The album’s title track, “Dark River,” is the standout song, a showcase of the power Luce brings to the table. With thrumming electric guitars and a churning, inexorable groove, you get the sense that Luce is conjuring a new universe out of sound. The song is a confident assertion of self, demanding that the people around the narrator attend to her needs.
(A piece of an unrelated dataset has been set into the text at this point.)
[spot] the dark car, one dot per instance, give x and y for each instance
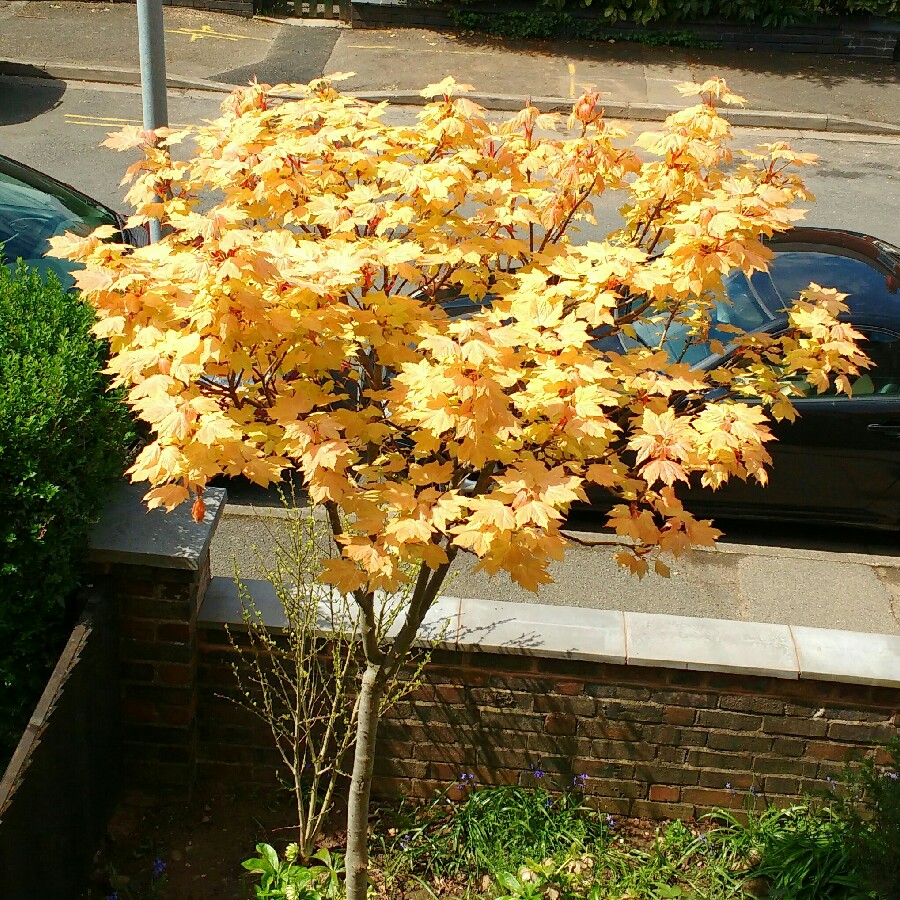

Similarly, the confidence in “Tangled Love” is astounding. The song rests on a foundation of gentle percussion and lilting strings, while Luce’s buttery delivery would be at home in your parents’ record collection. As Luce meditates on the bonds that attach her to a toxic relationship, the song itself feels poised on a tightrope: one wrong step and the entire delicate arrangement could come crashing down. We wait with bated breath to see how the narrator will resolve their conflict, but Luce deftly guides us home.
Though the album could be most squarely filed under chamber pop, Luce explores a wide variety of styles on Dark River. “Never Been Good” is a meditative, quietly desperate, self-flagellating rocker that is reminiscent of Lydia Loveless. On the other hand, “Leave Me Empty” harnesses the sweeping, epic sounds of spaghetti Westerns to face the desolation within.
Power is a major subtext on Dark River: not so much lyrically, though the album overall explores how our relationships sour and when to bail, but as the album unfurls, you get the sense that Luce has harnessed some kind of otherworldly agent. Even as the album’s denouement plumbs the depths of sadness, Luce’s stubborn insistence on resilience allows for Dark River’s quieter moments to be just as riveting as the flashier songs. Luce, it seems, has found that power in a true sense of self, in knowing what she needs to cultivate it and what to discard.